Main risks and simple responses

  • Timelines can slip: Set public milestones and adjust scope based on real progress.

  • Early costs are high: Treat the first plant as a learning tool; design later plants for cost and ease of building.

  • Materials and tritium are hard: Use hybrid testbeds, plan for lithium early, and share data with global partners.

  • Talent is scarce: Offer mission-style careers, clear growth paths, and reliable funding.

  • Public trust matters: Communicate safety, environment, and cost–benefit clearly from day one.

Key takeaways 

  • Build SST-Bharat, practise long, steady operation, and involve Indian industry from the start.

  • Use a fusion–fission hybrid step to learn neutron and fuel handling at larger scale and do useful work along the way.

  • Aim for an Indian fusion pilot plant that proves electricity to the grid, tritium self-sufficiency, and reliable long pulses.

  • Solve four big challenges: power balance, materials and heat, tritium production and reuse, and long, reliable runs.

  • Create a National Fusion Mission, strong safety rules, a skills pipeline, and a domestic supply chain.

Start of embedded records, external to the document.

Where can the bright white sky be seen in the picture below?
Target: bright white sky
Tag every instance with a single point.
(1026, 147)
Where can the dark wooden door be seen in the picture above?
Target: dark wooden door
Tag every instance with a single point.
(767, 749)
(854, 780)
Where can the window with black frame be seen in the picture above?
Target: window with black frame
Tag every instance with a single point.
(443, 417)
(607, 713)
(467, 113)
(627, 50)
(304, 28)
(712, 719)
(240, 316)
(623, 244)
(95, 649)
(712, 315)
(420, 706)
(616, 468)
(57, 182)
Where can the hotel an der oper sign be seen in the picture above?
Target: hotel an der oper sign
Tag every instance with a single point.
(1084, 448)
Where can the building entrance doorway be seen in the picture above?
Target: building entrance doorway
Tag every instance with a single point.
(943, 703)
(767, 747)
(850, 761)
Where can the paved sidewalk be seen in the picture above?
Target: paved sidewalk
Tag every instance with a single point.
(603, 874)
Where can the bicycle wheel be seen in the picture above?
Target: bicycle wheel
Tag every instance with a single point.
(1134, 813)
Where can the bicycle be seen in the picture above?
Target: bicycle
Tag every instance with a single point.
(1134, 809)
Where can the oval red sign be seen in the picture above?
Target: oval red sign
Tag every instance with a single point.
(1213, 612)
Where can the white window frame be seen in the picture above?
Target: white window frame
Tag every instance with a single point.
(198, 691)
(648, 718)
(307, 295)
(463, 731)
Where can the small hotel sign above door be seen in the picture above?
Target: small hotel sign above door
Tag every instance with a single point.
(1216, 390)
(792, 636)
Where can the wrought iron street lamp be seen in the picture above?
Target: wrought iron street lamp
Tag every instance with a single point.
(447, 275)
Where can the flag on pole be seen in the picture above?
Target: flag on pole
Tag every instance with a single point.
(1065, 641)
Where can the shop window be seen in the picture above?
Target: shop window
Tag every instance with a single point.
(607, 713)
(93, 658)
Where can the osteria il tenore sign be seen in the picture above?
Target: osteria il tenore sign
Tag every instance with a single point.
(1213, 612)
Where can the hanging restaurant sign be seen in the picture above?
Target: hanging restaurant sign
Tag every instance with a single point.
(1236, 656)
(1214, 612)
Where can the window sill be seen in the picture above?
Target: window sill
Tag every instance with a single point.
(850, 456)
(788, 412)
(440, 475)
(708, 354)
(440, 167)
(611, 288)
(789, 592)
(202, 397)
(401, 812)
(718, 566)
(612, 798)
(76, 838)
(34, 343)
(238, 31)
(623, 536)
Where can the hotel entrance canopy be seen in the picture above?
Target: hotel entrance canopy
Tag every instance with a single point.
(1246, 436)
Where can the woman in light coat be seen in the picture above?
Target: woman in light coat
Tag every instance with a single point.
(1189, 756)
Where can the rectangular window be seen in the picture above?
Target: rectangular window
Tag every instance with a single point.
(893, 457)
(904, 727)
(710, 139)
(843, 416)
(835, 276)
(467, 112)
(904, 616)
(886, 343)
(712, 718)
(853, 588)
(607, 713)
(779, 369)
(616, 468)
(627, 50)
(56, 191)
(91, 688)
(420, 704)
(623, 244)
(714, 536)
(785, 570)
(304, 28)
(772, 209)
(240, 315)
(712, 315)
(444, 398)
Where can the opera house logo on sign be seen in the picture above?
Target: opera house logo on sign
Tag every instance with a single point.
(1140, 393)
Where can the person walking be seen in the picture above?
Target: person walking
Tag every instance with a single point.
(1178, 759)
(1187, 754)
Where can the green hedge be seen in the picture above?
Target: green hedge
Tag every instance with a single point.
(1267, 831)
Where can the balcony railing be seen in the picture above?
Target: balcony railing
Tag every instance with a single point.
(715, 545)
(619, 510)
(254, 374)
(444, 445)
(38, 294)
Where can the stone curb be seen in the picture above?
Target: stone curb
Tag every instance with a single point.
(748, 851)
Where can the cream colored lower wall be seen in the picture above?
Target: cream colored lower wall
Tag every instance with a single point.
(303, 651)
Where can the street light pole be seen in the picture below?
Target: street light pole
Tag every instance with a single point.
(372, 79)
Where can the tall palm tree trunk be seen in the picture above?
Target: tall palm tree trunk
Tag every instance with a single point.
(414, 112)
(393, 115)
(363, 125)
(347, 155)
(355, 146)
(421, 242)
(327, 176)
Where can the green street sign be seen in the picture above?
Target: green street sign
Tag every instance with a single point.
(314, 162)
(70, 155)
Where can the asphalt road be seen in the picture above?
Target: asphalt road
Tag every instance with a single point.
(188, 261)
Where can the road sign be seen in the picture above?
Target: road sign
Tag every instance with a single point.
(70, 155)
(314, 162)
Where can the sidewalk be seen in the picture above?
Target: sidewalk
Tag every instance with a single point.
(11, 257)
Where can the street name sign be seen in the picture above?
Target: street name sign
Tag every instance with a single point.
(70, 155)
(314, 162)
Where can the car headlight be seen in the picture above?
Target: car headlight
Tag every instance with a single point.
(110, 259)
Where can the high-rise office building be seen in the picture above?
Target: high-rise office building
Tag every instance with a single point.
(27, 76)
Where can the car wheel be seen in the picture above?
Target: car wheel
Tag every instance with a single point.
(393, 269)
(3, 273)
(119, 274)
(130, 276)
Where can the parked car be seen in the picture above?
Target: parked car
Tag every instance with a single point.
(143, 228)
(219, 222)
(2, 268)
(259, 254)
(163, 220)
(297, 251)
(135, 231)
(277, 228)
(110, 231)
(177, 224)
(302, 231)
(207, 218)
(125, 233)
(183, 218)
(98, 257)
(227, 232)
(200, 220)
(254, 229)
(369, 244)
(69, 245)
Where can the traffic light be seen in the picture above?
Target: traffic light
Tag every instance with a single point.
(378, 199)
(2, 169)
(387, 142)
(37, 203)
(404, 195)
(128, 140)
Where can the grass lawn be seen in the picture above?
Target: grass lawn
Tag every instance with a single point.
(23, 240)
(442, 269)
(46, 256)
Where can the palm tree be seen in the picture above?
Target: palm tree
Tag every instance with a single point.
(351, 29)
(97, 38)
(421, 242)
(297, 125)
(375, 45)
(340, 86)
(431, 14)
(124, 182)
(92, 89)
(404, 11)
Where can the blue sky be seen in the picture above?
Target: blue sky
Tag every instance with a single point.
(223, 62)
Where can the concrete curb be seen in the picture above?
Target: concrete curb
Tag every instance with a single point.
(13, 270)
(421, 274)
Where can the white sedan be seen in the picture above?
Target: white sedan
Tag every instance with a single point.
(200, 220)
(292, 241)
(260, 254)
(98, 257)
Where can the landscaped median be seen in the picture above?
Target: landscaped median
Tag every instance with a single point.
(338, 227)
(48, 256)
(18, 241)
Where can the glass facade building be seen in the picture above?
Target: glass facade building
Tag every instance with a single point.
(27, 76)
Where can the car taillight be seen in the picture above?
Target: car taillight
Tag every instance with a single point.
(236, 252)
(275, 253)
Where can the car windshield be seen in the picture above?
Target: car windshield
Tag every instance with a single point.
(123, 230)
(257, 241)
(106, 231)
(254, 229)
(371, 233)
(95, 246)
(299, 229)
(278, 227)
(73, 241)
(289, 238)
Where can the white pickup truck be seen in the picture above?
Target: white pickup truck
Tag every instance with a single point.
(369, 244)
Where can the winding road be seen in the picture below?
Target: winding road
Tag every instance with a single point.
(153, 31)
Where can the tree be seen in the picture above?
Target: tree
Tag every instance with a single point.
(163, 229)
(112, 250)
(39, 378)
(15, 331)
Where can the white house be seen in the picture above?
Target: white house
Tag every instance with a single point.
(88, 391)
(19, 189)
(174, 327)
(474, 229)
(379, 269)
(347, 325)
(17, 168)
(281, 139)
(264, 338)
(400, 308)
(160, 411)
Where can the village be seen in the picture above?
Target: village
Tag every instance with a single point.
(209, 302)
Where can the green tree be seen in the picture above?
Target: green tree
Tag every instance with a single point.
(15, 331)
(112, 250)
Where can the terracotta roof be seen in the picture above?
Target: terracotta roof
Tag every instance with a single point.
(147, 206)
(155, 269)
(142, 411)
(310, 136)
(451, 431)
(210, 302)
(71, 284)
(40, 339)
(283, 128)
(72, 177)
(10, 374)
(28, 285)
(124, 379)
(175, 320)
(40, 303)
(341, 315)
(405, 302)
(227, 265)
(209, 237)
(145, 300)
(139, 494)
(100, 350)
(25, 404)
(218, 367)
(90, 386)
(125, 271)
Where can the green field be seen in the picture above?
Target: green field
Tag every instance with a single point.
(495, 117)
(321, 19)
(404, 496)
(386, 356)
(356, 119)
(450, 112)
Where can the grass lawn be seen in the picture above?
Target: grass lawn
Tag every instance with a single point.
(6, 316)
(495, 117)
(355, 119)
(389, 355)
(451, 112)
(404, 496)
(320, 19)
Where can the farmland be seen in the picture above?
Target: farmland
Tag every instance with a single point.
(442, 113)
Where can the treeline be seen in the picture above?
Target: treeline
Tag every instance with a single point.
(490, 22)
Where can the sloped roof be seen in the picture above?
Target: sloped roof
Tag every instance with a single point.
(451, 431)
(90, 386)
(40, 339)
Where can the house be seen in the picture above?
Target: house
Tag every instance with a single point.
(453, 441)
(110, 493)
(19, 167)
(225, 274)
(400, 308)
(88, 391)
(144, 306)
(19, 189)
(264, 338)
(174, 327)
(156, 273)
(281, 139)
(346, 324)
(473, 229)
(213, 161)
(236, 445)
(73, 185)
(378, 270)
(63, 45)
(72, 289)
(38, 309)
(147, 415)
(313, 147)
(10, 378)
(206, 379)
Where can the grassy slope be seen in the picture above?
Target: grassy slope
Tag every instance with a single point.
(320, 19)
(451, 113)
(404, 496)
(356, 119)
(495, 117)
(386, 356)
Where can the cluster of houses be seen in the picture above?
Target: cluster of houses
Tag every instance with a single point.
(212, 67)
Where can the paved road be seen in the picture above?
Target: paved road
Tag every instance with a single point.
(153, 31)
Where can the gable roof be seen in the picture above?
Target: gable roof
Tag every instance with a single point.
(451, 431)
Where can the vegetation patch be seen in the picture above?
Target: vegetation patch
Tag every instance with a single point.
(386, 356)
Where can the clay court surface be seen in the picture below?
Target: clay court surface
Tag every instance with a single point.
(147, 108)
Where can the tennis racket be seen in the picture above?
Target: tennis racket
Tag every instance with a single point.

  • See fusion as a mid-century complement to renewables and advanced fission, not a quick replacement.

Exam hook

Large energy shifts take decades. If India wants firm, clean baseload power beyond 2040, it must build machines, materials, fuel handling, safety rules, trained people, and capable suppliers now. The Institute for Plasma Research roadmap is a practical ladder: learn on an Indian tokamak, practise the hard subsystems in a hybrid step, and then prove a pilot plant that sends power to the grid and makes its own fuel. This is how India moves from research to leadership.

UPSC Mains question

“India’s fusion pathway must be mission-mode and industry-linked, not lab-only.”
Explain how a staged plan—can solve the critical hurdles of power balance, material survival, tritium production and reuse, and long-duration operation. (250 words)

UPSC Prelims question 

  1. In a magnetic-confinement fusion power plant, which of the following is not the role of the tritium-breeding blanket?
  1. Produce tritium from lithium using fusion neutrons

  2. Remove heat for conversion to electricity

  3. Confine the plasma inside the tokamak

  4. Protect structural parts from neutron damage

Choose the correct answer:
(a) 1 and 2 only
(b) 2 and 4 only
(c) 3 only
(d) 1, 2 and 4 only

Answer: (c)
Explanation: The blanket makes tritium, removes heat, and shields components. Plasma is confined by magnetic fields, not by the blanket.

One-line wrap

Turn fusion from a distant dream into a clear ladder: build an Indian machine, learn by doing, prove a pilot plant, and then scale with Indian industry.